In a given family there are $N$ children, $X$ of them are boys and $Y$ are girls. We define a random variable $T$ as $T=X-Y$. Assuming that the probability of birth of males and females are equal, find the expectation and variance of $T$.
My efforts:
first try is by finding the PDF of $T$:
$P(T=t)=P(X-Y=t)=\sum\limits_{n=0}^{N}P(X-Y=t,Y=n)=\sum\limits_{n=0}^{N}P(X=n+t)=\sum\limits_{n=0}^{N} {N \choose n+t} (\frac{1}{2})^{n+t}(\frac{1}{2})^{N-(n+t)}=\frac{1}{2^N}\sum\limits_{n=0}^{N} {N \choose {n+t}}$ now that's seems a little off because $n+t$ exceeds the summation limit. Also, I can't get a nice closed formula from this expression.second attempt:
$\mathbb E[T]=\mathbb E[X-Y]= \mathbb E[X]-\mathbb E[Y] = 0$, for simmetry reasons (I would like for a better explantion for that, because I'm practicing for an exam. Is it sufficient to say that $X,Y$ has the same range and the same probability?)$\mathbb V[T]=\mathbb E[(X-Y)^2]-\mathbb E[X-Y]^2=\mathbb E[X^2]-2\mathbb E[XY]-\mathbb E[Y^2]=-2\mathbb E[XY]$
that's seem way more off because $X,Y$ and the variance is always non negative, so no reason for $\mathbb E[XY]$ to be negative.
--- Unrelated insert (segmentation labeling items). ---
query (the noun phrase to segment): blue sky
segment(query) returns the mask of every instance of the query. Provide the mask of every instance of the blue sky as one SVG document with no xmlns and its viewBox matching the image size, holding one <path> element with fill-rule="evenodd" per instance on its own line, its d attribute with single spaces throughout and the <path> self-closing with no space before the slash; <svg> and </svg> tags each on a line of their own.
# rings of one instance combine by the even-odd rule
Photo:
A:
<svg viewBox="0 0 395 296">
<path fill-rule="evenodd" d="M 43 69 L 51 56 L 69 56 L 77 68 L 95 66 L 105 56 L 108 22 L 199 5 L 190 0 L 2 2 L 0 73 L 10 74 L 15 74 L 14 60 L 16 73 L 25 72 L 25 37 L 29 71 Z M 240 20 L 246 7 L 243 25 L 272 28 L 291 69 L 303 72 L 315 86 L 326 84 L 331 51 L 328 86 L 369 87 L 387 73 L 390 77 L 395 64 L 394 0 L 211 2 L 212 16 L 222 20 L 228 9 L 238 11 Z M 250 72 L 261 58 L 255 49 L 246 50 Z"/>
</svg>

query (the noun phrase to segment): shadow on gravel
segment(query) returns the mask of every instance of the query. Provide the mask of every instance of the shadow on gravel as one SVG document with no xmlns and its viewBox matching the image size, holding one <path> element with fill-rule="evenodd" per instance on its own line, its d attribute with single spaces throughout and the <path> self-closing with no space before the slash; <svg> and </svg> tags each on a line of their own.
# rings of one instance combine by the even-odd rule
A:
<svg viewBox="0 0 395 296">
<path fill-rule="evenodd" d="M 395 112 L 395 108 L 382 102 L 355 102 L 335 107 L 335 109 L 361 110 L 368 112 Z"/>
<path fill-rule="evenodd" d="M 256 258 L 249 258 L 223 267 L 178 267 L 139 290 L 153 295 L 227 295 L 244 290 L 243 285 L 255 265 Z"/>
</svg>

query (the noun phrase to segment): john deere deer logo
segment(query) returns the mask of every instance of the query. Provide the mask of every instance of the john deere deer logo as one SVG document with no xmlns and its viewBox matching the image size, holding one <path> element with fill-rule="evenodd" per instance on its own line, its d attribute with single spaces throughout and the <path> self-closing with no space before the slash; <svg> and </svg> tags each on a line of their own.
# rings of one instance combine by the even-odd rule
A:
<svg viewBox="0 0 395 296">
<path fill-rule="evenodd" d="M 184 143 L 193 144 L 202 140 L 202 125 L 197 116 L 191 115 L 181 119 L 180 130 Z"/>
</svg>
Edit: as stated by lulu on the comments, I miscalculated the variance (actually on the sign of $\mathbb E[Y^2]$)
Any help would be appreciated.
Also keep in mind that I'm interested on finding the PDF, although it's not a part of the original question.
Thanks
This is much too complicated. Rather, note that because $X + Y = N$, then $$T = X - Y = X - (N - X) = 2X - N.$$ Since $N$ is not a random variable but a fixed parameter, we can compute the expectation and variance as $$\operatorname{E}[T] = \operatorname{E}[2X - N] = 2\operatorname{E}[X] - N = 2(N/2) - N = 0,$$
and $$\operatorname{Var}[T] = \operatorname{Var}[2X - N] = \operatorname{Var}[2X] = 4\operatorname{Var}[X] = 4N(1/2)(1-1/2) = N.$$
I should also point out that the expectation calculation in your second attempt is correct: you can justify $\operatorname{E}[X - Y] = \operatorname{E}[X] - \operatorname{E}[Y] = N/2 - N/2 = 0$ because $X$ and $Y$ need not be independent in order for the linearity of expectation to apply. However, in your variance calculation, you must account for the fact that $X$ and $Y$ are dependent--in fact, they are perfectly correlated because $X + Y = N$.
The PDF of $T = 2X - N$ is simply $$\Pr[T = t] = \Pr[X = (t+N)/2] = \binom{N}{(t+N)/2} 2^{-N}, \\ t \in \{-N, -N+2, \ldots, N-2, N\}.$$ This is not a binomial distribution, but a location-scale transformation of one.